Obviously, good writing -- and, perhaps more importantly, well-placed writing -- can help remedy this to a certain extent. But even then, in order for it to be effective, incredibly restrictive design constraints are pretty much required. Take Portal, for instance. As far as writing and dialog go, it's nearly untouchable. But it's also a few hours long, linear as a maze designed by a Medieval jouster, and good for roughly one playthrough -- at least, storywise. Moreover, one of its best story moments arises not from prose that'd make Shakespeare throw down his quill and pick up some Ben and Jerry's, but from the power of ever-so-slight suggestion.

I'm referring, of course, to the Weighted Companion Cube. GLaDOS -- mostly in an attempt to mess with your head -- briefly imbues the Companion Cube with vaguely human qualities by saying things like "It would rather die in a fire than become a burden to you." The player's brain, however, does the rest. For me, slam-dunking my cuboid companion into certain fiery doom was utterly heartbreaking. Much moreso than, say, the death of what's-his-stubbly-face in Modern Warfare.
The very notion, of course, is silly. I mean, it's a freakin' cube. It can't speak -- let alone posses a well-developed personality. And yet -- during that five-minute-long segment -- Portal subtly pushed me into bonding with it. Not once did it outright say, "Your character wishes to share a long, passionate make-out session with this geometrical object just before the credits roll." It didn't need to.
And let's not forget the likes of Ico and Shadow of the Colossus -- both of which are held up as de-facto examples of Games As Art because of the overwhelming emotions they evoke with nary a peep from their characters. Also, while we're in console territory, I may as well bring up The Darkness, which I can't seem to go a week without praising like a lovestruck teenager. There's a good reason for that, though: Snuggling up with main character Jackie Estacado's girlfriend on a couch and watching the entirety of "To Kill a Mockingbird" is one of the most convincing moments I've ever experienced in a game. It's one thing for a game to say, "These two characters are in love because of course they are." It's another thing entirely, however, to stick around until after the danger's passed and there's nothing good on TV.
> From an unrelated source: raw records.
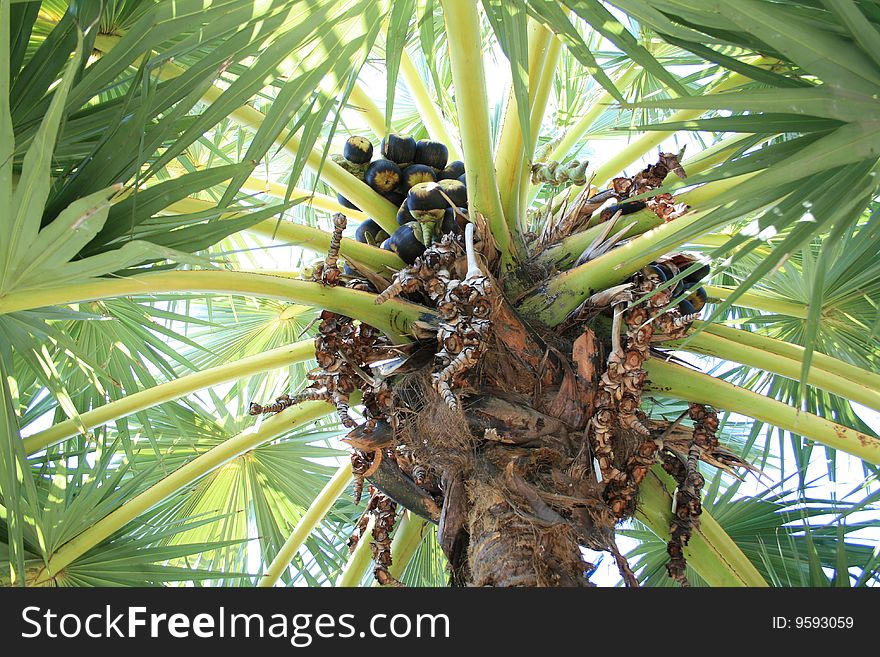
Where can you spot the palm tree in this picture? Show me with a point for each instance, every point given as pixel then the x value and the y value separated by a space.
pixel 156 154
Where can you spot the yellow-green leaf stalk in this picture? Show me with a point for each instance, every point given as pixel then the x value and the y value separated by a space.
pixel 650 140
pixel 356 566
pixel 164 392
pixel 306 237
pixel 319 508
pixel 471 101
pixel 394 317
pixel 510 153
pixel 683 383
pixel 796 352
pixel 698 198
pixel 355 190
pixel 552 302
pixel 731 348
pixel 184 476
pixel 758 301
pixel 710 551
pixel 434 123
pixel 313 199
pixel 361 102
pixel 536 118
pixel 407 538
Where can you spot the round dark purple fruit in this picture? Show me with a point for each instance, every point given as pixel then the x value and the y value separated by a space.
pixel 456 191
pixel 383 176
pixel 399 148
pixel 685 307
pixel 453 222
pixel 417 173
pixel 404 216
pixel 395 197
pixel 696 276
pixel 432 153
pixel 425 197
pixel 453 170
pixel 699 299
pixel 406 242
pixel 369 232
pixel 344 202
pixel 358 150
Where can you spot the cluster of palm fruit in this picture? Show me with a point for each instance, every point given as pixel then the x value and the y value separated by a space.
pixel 668 268
pixel 416 176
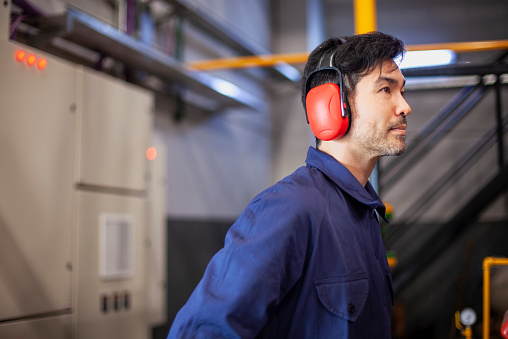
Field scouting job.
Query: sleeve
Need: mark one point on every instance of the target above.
(262, 259)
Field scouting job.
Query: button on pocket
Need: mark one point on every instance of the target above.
(344, 296)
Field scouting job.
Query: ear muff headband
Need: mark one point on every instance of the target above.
(326, 110)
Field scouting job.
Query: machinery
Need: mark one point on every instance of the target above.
(78, 222)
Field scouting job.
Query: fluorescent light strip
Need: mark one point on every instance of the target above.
(413, 59)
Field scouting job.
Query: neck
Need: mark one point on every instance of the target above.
(356, 161)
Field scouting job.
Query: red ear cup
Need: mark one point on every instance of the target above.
(324, 112)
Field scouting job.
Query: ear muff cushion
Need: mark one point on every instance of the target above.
(324, 112)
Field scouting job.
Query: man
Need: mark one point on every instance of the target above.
(305, 259)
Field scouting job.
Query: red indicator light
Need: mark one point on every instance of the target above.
(42, 63)
(151, 153)
(30, 60)
(20, 55)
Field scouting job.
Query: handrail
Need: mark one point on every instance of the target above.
(469, 158)
(487, 263)
(300, 58)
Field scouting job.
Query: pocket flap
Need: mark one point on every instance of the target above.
(344, 296)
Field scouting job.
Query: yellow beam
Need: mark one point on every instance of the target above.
(365, 16)
(487, 263)
(300, 58)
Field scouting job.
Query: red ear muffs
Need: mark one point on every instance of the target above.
(324, 112)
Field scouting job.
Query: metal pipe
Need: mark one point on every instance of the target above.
(499, 120)
(300, 58)
(487, 263)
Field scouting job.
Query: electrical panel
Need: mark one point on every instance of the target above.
(74, 206)
(36, 185)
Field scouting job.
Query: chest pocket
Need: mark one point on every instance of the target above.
(344, 296)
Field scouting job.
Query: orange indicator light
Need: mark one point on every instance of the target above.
(20, 55)
(42, 63)
(30, 60)
(151, 153)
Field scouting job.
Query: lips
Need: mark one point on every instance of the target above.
(400, 127)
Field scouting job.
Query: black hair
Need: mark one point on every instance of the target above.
(355, 56)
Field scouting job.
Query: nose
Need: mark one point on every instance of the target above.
(403, 107)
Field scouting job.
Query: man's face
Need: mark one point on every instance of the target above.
(379, 112)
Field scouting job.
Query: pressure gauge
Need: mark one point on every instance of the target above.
(468, 316)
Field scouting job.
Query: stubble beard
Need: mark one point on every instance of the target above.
(378, 142)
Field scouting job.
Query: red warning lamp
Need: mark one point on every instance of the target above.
(151, 153)
(42, 63)
(30, 60)
(20, 55)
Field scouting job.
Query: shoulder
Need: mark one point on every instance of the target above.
(304, 191)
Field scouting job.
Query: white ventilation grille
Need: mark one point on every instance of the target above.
(116, 239)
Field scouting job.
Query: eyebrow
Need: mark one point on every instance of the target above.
(389, 80)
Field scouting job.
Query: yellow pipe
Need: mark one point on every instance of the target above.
(365, 16)
(300, 58)
(487, 263)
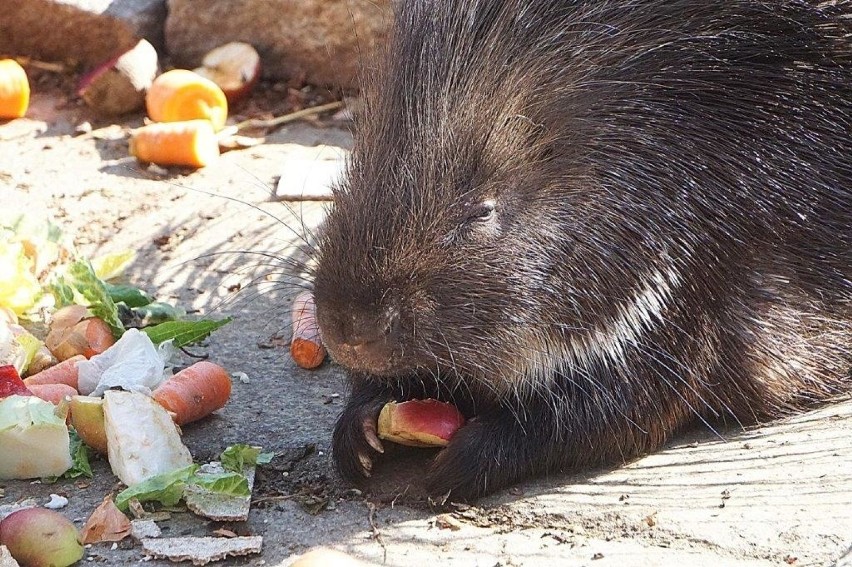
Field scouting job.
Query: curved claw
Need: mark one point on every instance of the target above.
(366, 464)
(368, 424)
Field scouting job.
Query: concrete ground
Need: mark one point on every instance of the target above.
(213, 241)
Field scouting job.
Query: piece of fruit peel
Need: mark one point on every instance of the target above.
(34, 441)
(419, 423)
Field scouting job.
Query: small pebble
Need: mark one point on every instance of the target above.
(56, 502)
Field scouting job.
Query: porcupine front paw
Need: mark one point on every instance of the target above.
(355, 444)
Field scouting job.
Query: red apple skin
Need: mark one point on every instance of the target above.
(419, 423)
(38, 537)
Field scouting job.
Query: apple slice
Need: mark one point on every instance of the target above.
(118, 86)
(38, 537)
(87, 417)
(235, 67)
(89, 337)
(34, 441)
(142, 439)
(419, 423)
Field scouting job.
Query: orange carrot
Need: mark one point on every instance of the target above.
(191, 143)
(306, 347)
(63, 373)
(53, 393)
(14, 89)
(179, 95)
(194, 392)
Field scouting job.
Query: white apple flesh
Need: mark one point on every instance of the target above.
(235, 67)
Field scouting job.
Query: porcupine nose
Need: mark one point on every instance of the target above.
(364, 340)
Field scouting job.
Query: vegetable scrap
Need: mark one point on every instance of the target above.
(14, 90)
(191, 143)
(306, 347)
(180, 95)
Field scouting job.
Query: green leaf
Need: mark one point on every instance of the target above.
(235, 457)
(184, 332)
(131, 296)
(158, 312)
(82, 277)
(166, 488)
(228, 483)
(80, 457)
(63, 294)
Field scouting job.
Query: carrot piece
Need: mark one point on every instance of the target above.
(191, 143)
(194, 392)
(53, 393)
(14, 89)
(63, 373)
(11, 383)
(179, 95)
(306, 347)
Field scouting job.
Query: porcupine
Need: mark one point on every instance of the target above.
(591, 224)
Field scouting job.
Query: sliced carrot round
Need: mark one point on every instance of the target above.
(14, 89)
(195, 392)
(192, 143)
(180, 94)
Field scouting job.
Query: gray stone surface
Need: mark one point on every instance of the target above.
(319, 41)
(88, 31)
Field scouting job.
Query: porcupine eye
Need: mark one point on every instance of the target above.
(483, 212)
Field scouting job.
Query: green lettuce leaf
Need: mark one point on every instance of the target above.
(166, 488)
(229, 483)
(184, 332)
(235, 457)
(127, 294)
(80, 458)
(82, 277)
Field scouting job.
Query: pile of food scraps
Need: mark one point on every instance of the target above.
(86, 365)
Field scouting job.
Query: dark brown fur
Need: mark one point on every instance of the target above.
(589, 224)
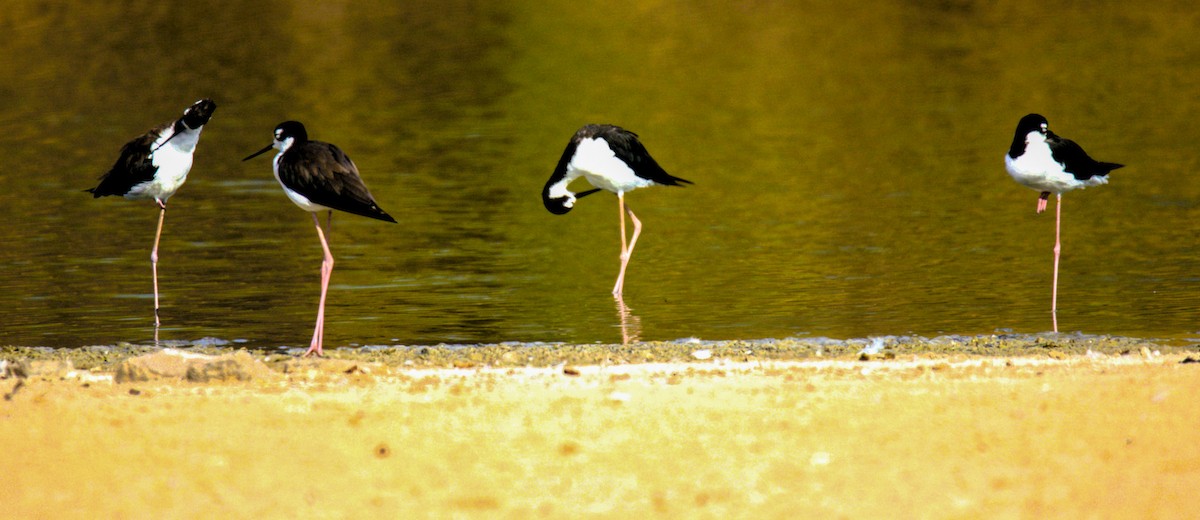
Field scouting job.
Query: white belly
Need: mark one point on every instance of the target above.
(297, 198)
(597, 162)
(1037, 168)
(174, 161)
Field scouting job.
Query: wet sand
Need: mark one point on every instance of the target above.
(714, 430)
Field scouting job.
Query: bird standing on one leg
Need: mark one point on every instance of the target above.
(612, 159)
(318, 177)
(1042, 160)
(154, 166)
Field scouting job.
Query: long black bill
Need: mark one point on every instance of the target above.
(585, 193)
(259, 151)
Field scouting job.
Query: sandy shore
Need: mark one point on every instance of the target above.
(713, 431)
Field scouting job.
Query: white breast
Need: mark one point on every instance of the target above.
(1037, 168)
(174, 161)
(297, 198)
(597, 162)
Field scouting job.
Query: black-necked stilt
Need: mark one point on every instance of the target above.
(611, 159)
(154, 166)
(318, 177)
(1041, 160)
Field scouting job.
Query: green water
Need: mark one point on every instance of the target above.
(846, 157)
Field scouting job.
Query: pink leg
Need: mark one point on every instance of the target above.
(154, 264)
(327, 270)
(1042, 201)
(1057, 247)
(625, 250)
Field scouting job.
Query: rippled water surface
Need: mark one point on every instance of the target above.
(847, 167)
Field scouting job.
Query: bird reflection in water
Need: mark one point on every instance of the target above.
(630, 324)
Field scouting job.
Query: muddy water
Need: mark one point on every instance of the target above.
(847, 167)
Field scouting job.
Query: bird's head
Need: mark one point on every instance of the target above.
(1032, 123)
(558, 199)
(286, 135)
(198, 114)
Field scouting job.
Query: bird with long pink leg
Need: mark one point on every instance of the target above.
(1049, 163)
(318, 177)
(153, 167)
(611, 159)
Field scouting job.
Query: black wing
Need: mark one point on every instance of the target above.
(1077, 161)
(325, 175)
(629, 149)
(133, 167)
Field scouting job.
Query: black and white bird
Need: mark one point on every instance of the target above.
(154, 166)
(611, 159)
(318, 177)
(1049, 163)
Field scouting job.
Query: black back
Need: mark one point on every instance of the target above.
(325, 175)
(629, 149)
(133, 166)
(1065, 151)
(1075, 161)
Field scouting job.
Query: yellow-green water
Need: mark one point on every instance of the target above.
(846, 157)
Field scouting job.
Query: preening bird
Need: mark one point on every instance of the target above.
(154, 166)
(611, 159)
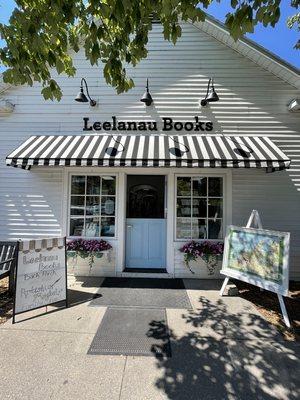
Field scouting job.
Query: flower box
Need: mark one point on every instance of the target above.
(88, 257)
(202, 259)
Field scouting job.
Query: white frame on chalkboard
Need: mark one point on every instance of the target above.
(16, 282)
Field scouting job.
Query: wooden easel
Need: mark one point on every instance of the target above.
(254, 221)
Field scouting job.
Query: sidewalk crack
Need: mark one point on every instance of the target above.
(123, 373)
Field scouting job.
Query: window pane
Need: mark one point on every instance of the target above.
(184, 207)
(215, 187)
(108, 227)
(108, 185)
(199, 230)
(199, 207)
(92, 205)
(93, 185)
(78, 185)
(183, 228)
(77, 205)
(183, 186)
(108, 205)
(200, 187)
(76, 226)
(215, 208)
(92, 227)
(215, 229)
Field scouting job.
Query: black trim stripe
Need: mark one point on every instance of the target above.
(202, 151)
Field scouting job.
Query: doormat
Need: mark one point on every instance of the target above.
(154, 283)
(144, 293)
(132, 332)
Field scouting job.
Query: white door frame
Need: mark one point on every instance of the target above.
(169, 236)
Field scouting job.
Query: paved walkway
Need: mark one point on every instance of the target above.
(222, 349)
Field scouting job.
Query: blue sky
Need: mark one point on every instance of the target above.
(280, 40)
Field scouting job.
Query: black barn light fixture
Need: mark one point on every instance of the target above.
(81, 97)
(211, 94)
(147, 98)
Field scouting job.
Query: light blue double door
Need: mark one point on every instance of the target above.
(145, 222)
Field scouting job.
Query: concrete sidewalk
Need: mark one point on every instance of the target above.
(222, 349)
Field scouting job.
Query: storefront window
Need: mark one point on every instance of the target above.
(92, 206)
(199, 208)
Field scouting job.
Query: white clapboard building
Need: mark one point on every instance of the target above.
(150, 178)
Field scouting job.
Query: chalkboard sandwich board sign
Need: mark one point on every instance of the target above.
(41, 274)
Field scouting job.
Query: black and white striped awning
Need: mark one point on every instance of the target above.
(149, 151)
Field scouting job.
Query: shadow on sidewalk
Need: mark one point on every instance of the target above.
(235, 367)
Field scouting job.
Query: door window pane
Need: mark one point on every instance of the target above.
(183, 228)
(215, 187)
(200, 187)
(183, 186)
(93, 185)
(78, 185)
(92, 227)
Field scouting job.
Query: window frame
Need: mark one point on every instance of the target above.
(224, 205)
(116, 195)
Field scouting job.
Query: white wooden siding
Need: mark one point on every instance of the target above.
(252, 102)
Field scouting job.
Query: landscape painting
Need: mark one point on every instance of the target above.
(257, 256)
(257, 253)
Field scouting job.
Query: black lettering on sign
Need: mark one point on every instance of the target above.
(167, 125)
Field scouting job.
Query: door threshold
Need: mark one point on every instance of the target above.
(147, 275)
(146, 270)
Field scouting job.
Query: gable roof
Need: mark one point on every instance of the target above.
(250, 49)
(246, 47)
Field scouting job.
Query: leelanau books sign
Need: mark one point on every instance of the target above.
(167, 124)
(41, 274)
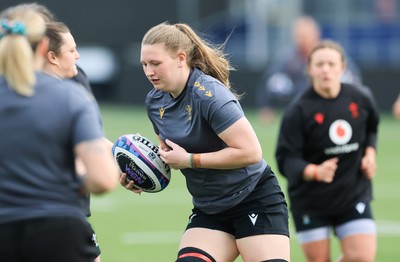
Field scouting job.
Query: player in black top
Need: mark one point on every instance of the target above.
(239, 208)
(326, 150)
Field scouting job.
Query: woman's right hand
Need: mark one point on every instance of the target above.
(129, 184)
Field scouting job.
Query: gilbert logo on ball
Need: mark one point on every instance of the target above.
(138, 157)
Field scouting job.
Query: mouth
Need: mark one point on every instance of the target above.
(154, 81)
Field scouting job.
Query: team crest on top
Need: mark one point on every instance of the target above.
(161, 111)
(189, 112)
(340, 132)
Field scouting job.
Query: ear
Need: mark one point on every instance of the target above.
(43, 47)
(181, 59)
(51, 57)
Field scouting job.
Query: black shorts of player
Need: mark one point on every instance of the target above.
(93, 240)
(259, 214)
(306, 222)
(61, 239)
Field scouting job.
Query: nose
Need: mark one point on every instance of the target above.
(148, 71)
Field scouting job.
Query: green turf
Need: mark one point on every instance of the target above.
(148, 227)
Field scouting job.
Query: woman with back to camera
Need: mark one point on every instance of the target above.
(327, 151)
(239, 208)
(46, 123)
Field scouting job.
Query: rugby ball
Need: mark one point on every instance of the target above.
(138, 158)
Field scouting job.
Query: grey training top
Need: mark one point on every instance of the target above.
(38, 133)
(193, 120)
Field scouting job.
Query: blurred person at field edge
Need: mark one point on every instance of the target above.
(41, 216)
(239, 207)
(287, 78)
(327, 151)
(61, 63)
(396, 108)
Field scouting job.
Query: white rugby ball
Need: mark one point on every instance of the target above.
(138, 157)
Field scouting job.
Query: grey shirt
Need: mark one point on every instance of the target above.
(193, 120)
(38, 133)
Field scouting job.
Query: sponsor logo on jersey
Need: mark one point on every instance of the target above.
(319, 118)
(360, 207)
(189, 112)
(340, 132)
(253, 218)
(353, 107)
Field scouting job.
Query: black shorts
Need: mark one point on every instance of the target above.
(306, 222)
(255, 215)
(61, 239)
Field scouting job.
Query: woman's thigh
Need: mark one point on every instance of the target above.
(220, 245)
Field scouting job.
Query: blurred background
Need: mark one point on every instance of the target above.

Hell, I only chose to slap a big "Berate Me" sign on Skyrim's back first because it's so completely brilliant when chatterbox citizens are nowhere to be found. The game's world is so meticulously constructed that -- when I'm off adventuring all by my lonesome -- I can't help but imagine motivations and stories for characters and environments I encounter. Bethesda's sprinkled each area with just enough information -- skeletons, books, half-eaten food, notes, etc -- that my brain practically leaps at the chance to connect the dots.
Ultimately, though, the game tells me I'm a Big Damn Hero with a Big Damn Destiny. So, somewhat ironically, I'm the same as everybody else. But -- through my adventures -- I've molded my character into a Nord who's equal parts just, prideful, and ruthless. He'll never even consider joining the Dark Brotherhood, but if he deems you a drain on society, he'll slice you until you resemble the Black Knight from Monty Python, watch as you hobble away in fear, and bathe you in flames until you don't even look human anymore. Because in his eyes, you never were.
It's interesting: People love to rationalize events and create stories. Meanwhile, they hate being bossed around and forced into teeny-tiny boxes. So why are videogames so gleefully in love with getting it backwards?